También destacó como líder de grupos de investigación y dejó fuerte marca en la historia de la Hispanoamérica virreinal. Por un lado, coordinó a un grupo de investigadores para la traducción al español de la célebre obra del jesuita Pedro Murillo Velarde, publicada con los sellos de El Colegio de Michoacán y la Facultad de Derecho de la UNAM en cuatro volúmenes (2004 y 2005), con el título de Curso de derecho canónico hispano e indiano, cuya primera edición en latín data del año 1743. Puedo afirmar sin temor a equivocarme que, antes de su publicación, los historiadores y estudiantes del derecho y las instituciones de justicia, en general, así como de las canónicas, en particular, caminábamos algunos a tientas, otros a oscuras y muchos más en la indiferencia. Su publicación causó una revolución historiográfica, pues en estos días no hay tesis o investigación en la materia que no se vea obligada a consultar tan imprescindible fuente.

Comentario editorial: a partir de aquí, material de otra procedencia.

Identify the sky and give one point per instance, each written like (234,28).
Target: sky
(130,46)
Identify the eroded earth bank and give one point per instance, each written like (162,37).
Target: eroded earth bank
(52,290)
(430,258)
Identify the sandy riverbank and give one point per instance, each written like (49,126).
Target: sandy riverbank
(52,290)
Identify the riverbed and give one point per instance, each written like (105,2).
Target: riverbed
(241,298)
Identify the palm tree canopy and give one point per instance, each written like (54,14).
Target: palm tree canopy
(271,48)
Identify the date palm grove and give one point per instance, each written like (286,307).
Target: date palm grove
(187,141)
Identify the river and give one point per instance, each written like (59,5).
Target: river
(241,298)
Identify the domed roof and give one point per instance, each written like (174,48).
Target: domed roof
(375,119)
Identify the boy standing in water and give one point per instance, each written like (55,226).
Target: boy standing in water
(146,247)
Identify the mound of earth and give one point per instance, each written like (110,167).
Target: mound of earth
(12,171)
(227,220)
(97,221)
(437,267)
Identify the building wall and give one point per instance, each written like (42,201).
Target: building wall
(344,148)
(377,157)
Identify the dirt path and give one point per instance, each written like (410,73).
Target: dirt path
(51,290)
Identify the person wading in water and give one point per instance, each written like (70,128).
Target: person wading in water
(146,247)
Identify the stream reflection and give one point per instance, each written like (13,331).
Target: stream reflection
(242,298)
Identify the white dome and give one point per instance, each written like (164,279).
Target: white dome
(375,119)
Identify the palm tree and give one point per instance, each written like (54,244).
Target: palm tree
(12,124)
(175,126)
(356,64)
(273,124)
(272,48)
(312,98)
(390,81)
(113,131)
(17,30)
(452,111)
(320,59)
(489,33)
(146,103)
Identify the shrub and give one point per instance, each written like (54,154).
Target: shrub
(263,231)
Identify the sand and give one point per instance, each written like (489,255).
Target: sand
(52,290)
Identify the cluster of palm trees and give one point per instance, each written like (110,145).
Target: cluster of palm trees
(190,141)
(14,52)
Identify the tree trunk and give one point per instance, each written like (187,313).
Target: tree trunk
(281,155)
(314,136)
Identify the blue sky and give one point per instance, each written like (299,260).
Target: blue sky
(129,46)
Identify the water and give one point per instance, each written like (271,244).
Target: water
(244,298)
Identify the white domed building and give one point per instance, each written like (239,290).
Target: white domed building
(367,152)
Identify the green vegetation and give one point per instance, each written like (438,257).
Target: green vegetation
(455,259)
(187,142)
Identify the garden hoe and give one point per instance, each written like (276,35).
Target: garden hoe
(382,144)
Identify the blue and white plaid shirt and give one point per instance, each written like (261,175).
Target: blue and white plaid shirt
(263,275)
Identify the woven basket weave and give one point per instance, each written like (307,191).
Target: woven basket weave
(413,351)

Asimismo fue líder de un vasto grupo de académicos, de distintas latitudes, con quienes emprendió el estudio sistemático de la tradición conciliar de la Provincia Eclesiástica de México, con especial énfasis en el Tercer Concilio Provincial Mexicano (1585). El proyecto logró la traducción y edición crítica de la documentación original sita en la Bancroft Library de la Universidad de California en Berkeley. Se publicaron siete tomos en varios volúmenes con los sellos de El Colegio de Michoacán, la Universidad Pontificia de México y la Universidad Pontificia de Comillas, bajo el título general de Manuscritos del Tercer Concilio Provincial Mexicano. También se publicó por primera vez el Directorio de confesores del mismo concilio; favoreció la primera edición histórico-crítica de los Decretos del Concilio Tercero Provincial Mexicano (1585), publicada por el doctor Luis Martínez Ferrer en dos volúmenes, y convocó a una serie de seminarios que durante muchos años se dedicaron a estudiar la tradición conciliar y su impacto en la Nueva España, de la cual se publicaron varios libros bajo la coordinación de Alberto Carrillo, Andrés Lira y nuestra bien querida y recordada Claudia Ferreira Ascencio.
En virtud de las iniciativas de Alberto trabamos contacto y acercamos amistades varios investigadores de ambas riberas del Atlántico y de todas las Américas. Sus inquietudes entraron en sintonía con las de Nelson Dellaferrera, quien entonces impulsaba los estudios históricos del derecho canónico en Argentina. Fue precisamente en Zamora, Michoacán, donde tuve el gusto de conocerlo, junto a Thomas Duve, su más destacado discípulo. Hoy en día, bajo el liderazgo de Thomas Duve, quien es director del Instituto Max Planck para el Estudio del Derecho Europeo (Frankfurt, Alemania), se realiza el Diccionario histórico de derecho canónico en Hispanoamérica y Filipinas. No pocos de cuantos recibimos las enseñanzas de Alberto Carrillo, de manera directa o indirecta, participamos con mejor conocimiento de causa en esta magna obra colectiva. Me queda claro que el legado de mi querido amigo, guía y maestro se dejará sentir en las generaciones por venir.
Es difícil contener en tan pocas líneas la historia y la herencia de un ser humano tan entrañable como lo fue Alberto Carrillo Cázares. Un hombre generoso, un auténtico hombre de fe quien, como católico, académico, intelectual, pastor y apasionado de las causas justas, pertenece por derecho propio a la estirpe de don Vasco de Quiroga. ¡Laus Deo!